CSC101-02 Final Exam
Christopher Stern

Jennifer Paoletti

www.FreeRice.com

This website's purpose is to draw in visitors for mundane word-guessing games with the highly arbitrary and disillusioned altruistic goal of donating rice to hungry people, because as we all know there's nothing more filling than bland little white grains of rice.  It is a good idea in that if donating food to people who actually need it was so easy it could potentially solve hunger problems throughout the entire galaxy.  Finding synonyms to magically generate free food would certainly be a blessing, especially as it sure beats sending out a year and a half's worth of applications which just get ignored until you finally land a job with some unscrupulous employer who wants you to work until all hours of the night for a paycheck that never seems to add up just right.  Now there just needs to be a website that provides electricity for counting the vowels of adjectives, clothing and shelter for solving long division, and providing unconditional compassion for coming up with rhymes for the word "blue".  I would certainly try this site again if I ever came across it on StumbleUpon and was bored enough to waste hours on end like so many MySpace users are apt to do. 

The catch, aside from the fact that some of the "correct" definitions may be debatable when compared to the other choices, is that inconsequential webloggers like "Oli" like to complain when people on the internet make profits when it doesn't have to do with serving fast food.  Now the MySpacers and FaceBookers will become paranoid concerning conspiracies of so-called charities, tell people to avoid the site (which tends to be a futile gesture anyway) and try to get the FreeRice website shut down therefore ruining John Breen's amazing generation of revenue which probably goes to feeding his starving family.  The catch on this catch is, however, that there is likely no way whatsoever that John Breen is making any revenue from automatically generated advertisements on his site.  What sponsor would pay out cash each time someone hits the "refresh" button on their browser?  And what server would be so inexpensive as to net Mr. Breen profit?  That and given the price of gas and other necessities these days, a $150K+ profit is negligible.  If he is making any profit from this simple method, then all the more power to him as he's earned it.  At least he's not brainwashing couch-jumping celebrities.  The other catch is it's just rice, the player doesn't get to eat the rice, and they don't tell you how they're going to cook the rice.  Also, the rice is donated to Canadians, instead of nations like Africa or Rhode Island where there tend to be more hungry people with bigger appetites. 

"So based on the ~15million pageviews figure, revenue could be upward of: $149,860."  http://www.thepcspy.com/read/is_freericecom_making_150k_each_day_in_profits
Oli uses BOLDFACE text!  That must mean he knows what he's talking about!  Notice how "pageviews" is one word'; perhaps he should visit that new FreeRice.com website.  I'd also like to meet these 15 million people who all visit this one webpage. 

"The site is a viral marketing success story."  http://news.bbc.co.uk/2/hi/europe/7088447.stm
So it's both like a virus, such as avian flu, and it's also a success, unlike avian flu.  Nice to see that the British Broadcasting Company is using trendy internet lingo. 

"
It's a word game, monetized by Cost Per Action affiliate ad links, with a social justice twist.
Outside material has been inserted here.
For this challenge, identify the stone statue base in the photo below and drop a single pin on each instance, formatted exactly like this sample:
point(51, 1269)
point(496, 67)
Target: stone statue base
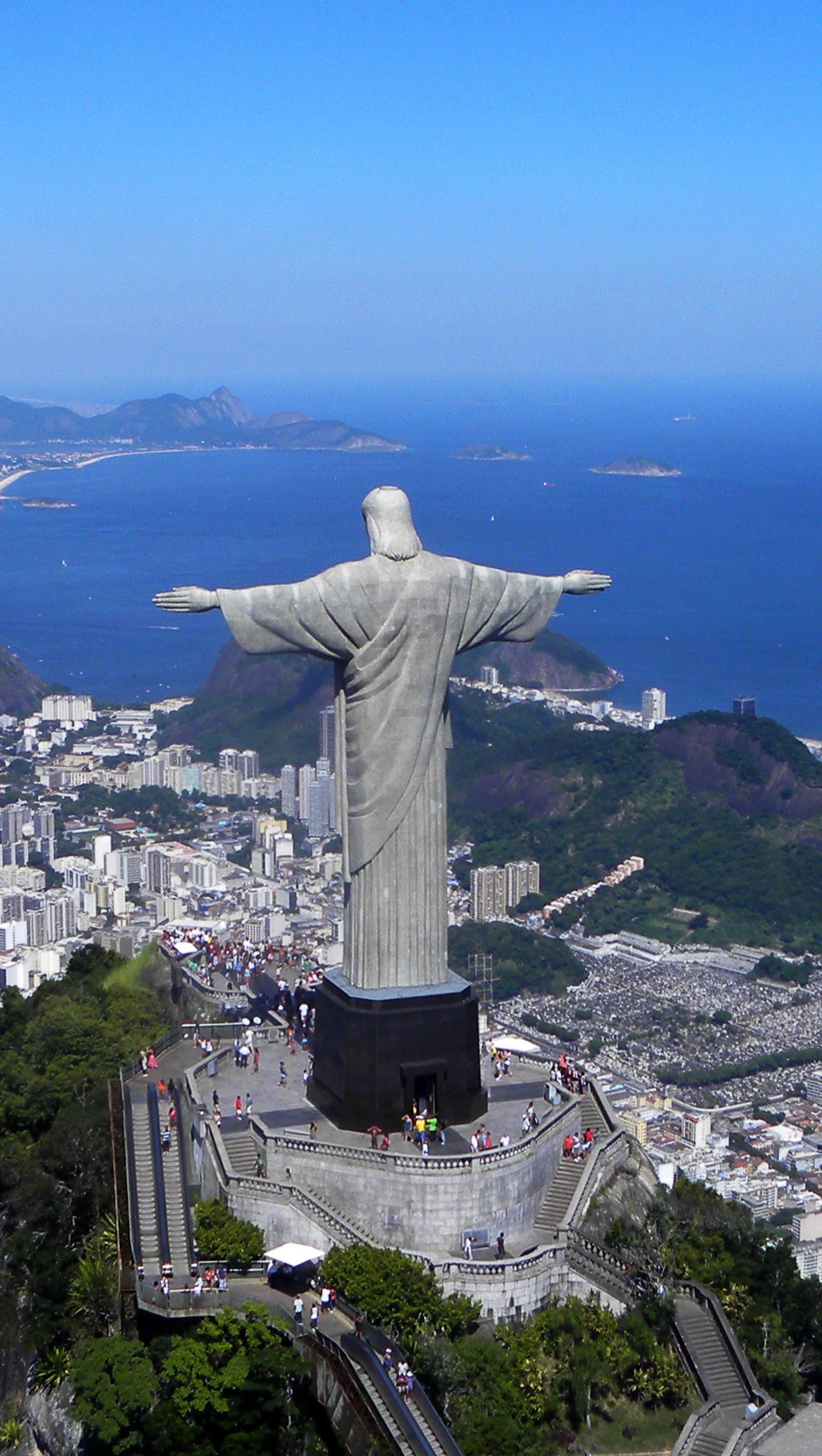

Those are just the boring details, though, and it's probably a scam."  http://www.readwriteweb.com/archives/freerice_legit_or_not_its_fun.php
"Social justice" is now a "twist", the website is judged on it being "boring", and Marshall Kirkpatrick (a fake name??) points out that it may be a scam.  Which, of course, would be unheard of on the internet now that it's been completely taken over and monopolized by the media and commercialism (wink).